Thursday, March 22, 2012

We're Just Getting Started: A Glimpse at the History of Uncertainty


We've had our cerebral cortex for several tens of thousands of years. We've lived in more or less sedentary settlements and produced excess food for 7 or 8 thousand years. We've written down our thoughts for roughly 5 thousand years. And Science? The ancient Greeks had some, but science and its systematic application are overwhelmingly a European invention of the past 500 years. We can be proud of our accomplishments (quantum theory, polio vaccine, powered machines), and we should worry about our destructive capabilities (atomic, biological and chemical weapons). But it is quite plausible, as Koestler suggests, that we've only just begun to discover our cerebral capabilities. It is more than just plausible that the mysteries of the universe are still largely hidden from us. As evidence, consider the fact that the main theories of physics - general relativity, quantum mechanics, statistical mechanics, thermodynamics - are still not unified. And it goes without say that the consilient unity of science is still far from us.

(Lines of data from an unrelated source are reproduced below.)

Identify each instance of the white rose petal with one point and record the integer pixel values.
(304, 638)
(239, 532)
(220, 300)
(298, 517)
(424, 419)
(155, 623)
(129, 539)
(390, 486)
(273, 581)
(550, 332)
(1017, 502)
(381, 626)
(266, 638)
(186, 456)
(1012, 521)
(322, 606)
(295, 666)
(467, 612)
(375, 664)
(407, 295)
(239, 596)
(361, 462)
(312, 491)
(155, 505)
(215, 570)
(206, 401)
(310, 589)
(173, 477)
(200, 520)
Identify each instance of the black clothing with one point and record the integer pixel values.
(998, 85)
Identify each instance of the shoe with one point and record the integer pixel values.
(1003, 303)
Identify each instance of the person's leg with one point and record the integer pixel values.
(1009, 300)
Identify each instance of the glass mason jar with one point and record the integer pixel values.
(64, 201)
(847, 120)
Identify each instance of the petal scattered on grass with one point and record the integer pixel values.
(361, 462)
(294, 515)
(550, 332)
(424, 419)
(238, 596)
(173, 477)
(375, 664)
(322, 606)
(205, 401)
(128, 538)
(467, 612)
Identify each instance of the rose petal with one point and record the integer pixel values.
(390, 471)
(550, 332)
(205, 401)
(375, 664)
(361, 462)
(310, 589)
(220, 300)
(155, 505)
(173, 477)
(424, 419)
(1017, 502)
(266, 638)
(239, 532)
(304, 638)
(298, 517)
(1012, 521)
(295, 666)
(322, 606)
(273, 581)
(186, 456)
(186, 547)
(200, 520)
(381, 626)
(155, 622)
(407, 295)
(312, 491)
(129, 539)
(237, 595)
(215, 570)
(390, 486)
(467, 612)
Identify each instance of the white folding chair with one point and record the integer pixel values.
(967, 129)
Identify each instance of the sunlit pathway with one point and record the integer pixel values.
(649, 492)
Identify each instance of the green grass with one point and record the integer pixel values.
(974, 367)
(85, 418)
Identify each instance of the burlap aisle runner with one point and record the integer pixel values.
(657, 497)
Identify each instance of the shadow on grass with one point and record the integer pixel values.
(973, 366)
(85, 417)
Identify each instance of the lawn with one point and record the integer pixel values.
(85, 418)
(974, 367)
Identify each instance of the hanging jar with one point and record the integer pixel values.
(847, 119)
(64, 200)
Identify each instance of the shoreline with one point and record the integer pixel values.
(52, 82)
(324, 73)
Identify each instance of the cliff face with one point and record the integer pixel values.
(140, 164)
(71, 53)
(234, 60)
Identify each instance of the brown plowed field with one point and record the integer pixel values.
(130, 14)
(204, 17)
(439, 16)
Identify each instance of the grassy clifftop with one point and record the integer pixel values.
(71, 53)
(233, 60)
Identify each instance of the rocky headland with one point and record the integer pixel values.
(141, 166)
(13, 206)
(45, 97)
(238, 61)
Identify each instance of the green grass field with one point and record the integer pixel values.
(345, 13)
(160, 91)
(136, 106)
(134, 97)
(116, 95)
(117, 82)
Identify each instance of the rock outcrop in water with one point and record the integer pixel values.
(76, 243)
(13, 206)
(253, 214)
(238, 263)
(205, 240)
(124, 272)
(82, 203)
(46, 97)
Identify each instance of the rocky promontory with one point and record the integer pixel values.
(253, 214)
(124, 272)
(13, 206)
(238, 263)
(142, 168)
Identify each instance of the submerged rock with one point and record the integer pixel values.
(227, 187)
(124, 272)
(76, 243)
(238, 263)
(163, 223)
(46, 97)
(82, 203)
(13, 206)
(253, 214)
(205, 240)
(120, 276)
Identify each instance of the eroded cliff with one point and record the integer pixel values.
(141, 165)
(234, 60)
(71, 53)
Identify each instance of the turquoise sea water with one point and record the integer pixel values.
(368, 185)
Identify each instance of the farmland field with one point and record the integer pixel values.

What holds for science in general, holds also for the study of uncertainty. The ancient Greeks invented the axiomatic method and used it in the study of mathematics. Some medieval thinkers explored the mathematics of uncertainty, but it wasn't until around 1600 that serious thought was directed to the systematic study of uncertainty, and statistics as a separate and mature discipline emerged only in the 19th century. The 20th century saw a florescence of uncertainty models. Lukaczewicz discovered 3-valued logic in 1917, and in 1965 Zadeh introduced his work on fuzzy logic. In between, Wald formulated a modern version of min-max in 1945. A plethora of other theories, including P-boxes, lower previsions, Dempster-Shafer theory, generalized information theory and info-gap theory all suggest that the study of uncertainty will continue to grow and diversify.

In short, we have learned many facts and begun to understand our world and its uncertainties, but the disputes and open questions are still rampant and the yet-unformulated questions are endless. This means that innovations, discoveries, inventions, surprises, errors, and misunderstandings are to be expected in the study or management of uncertainty. We are just getting started.